If the public saw Trump’s taxes, we could check his Russia connections for ourselves. That should start with the troubling discrepancies in how he and his closest associates talk about his Russia ties. Trump has claimed, for example, that “the reason they blame Russia [for hacking into Democratic emails] is they are trying to tarnish me with Russia. I know about Russia, but not about the inner workings. I have no business there and no loans from Russia. I have a great balance sheet.” But that’s very different from the claims that the Trump Organization was making before he decided to run for president. Trump’s son said in 2008 that “Russians make up a pretty disproportionate cross section of a lot of our assets” and “we see a lot of money pouring in from Russia.”

Sen. Richard Burr (R-NC) privately mused over the weekend that gun owners may want to put a “bullseye” on Hillary Clinton, CNN reports.

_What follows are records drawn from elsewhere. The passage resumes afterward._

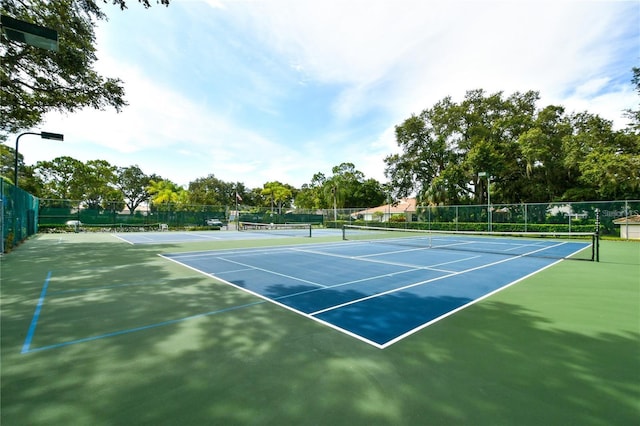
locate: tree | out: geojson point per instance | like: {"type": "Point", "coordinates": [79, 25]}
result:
{"type": "Point", "coordinates": [163, 191]}
{"type": "Point", "coordinates": [311, 195]}
{"type": "Point", "coordinates": [278, 194]}
{"type": "Point", "coordinates": [34, 81]}
{"type": "Point", "coordinates": [97, 179]}
{"type": "Point", "coordinates": [133, 184]}
{"type": "Point", "coordinates": [212, 191]}
{"type": "Point", "coordinates": [634, 115]}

The North Carolina Republican, locked in a tight race for reelection, quipped that as he walked into a gun shop “nothing made me feel better” than seeing a magazine about rifles “with a picture of Hillary Clinton on the front of it.”

Meanwhile, “If Hillary Clinton becomes president, I am going to do everything I can do to make sure four years from now, we still got an opening on the Supreme Court.” — Sen. Richard Burr (R-NC), quoted by CNN.

North Carolina, retire this piece of shit.

Josh Marshall:

I take it as a given that most things you hear in the final days of a brutal election are either not true, unsubstantiated or wildly overblown. Speaking for myself, the claims are too serious and the evidence so murky, that I really can’t make any judgments about them. I need a lot more evidence to believe what’s being alleged here.

If such murky and shadowy claims were being made about my candidate on the eve of an election, would I be pleased? I would have to say no.

However, it now appears fairly clear that some arm of the Russian government conducted an aggressive campaign of cyber-espionage against one US political party and used the material to assist Trump’s presidential campaign. Yes, maybe the US government is just making this up and maybe the non-governmental analysts who’ve come to the same conclusions are wrong. I’ve seen stranger things. But the Russian government is now barely making an effort to deny its involvement. Skepticism is always warranted when governments are involved. But dismissing the accusation of Russian involvement out of hand now seems more like denial than skepticism.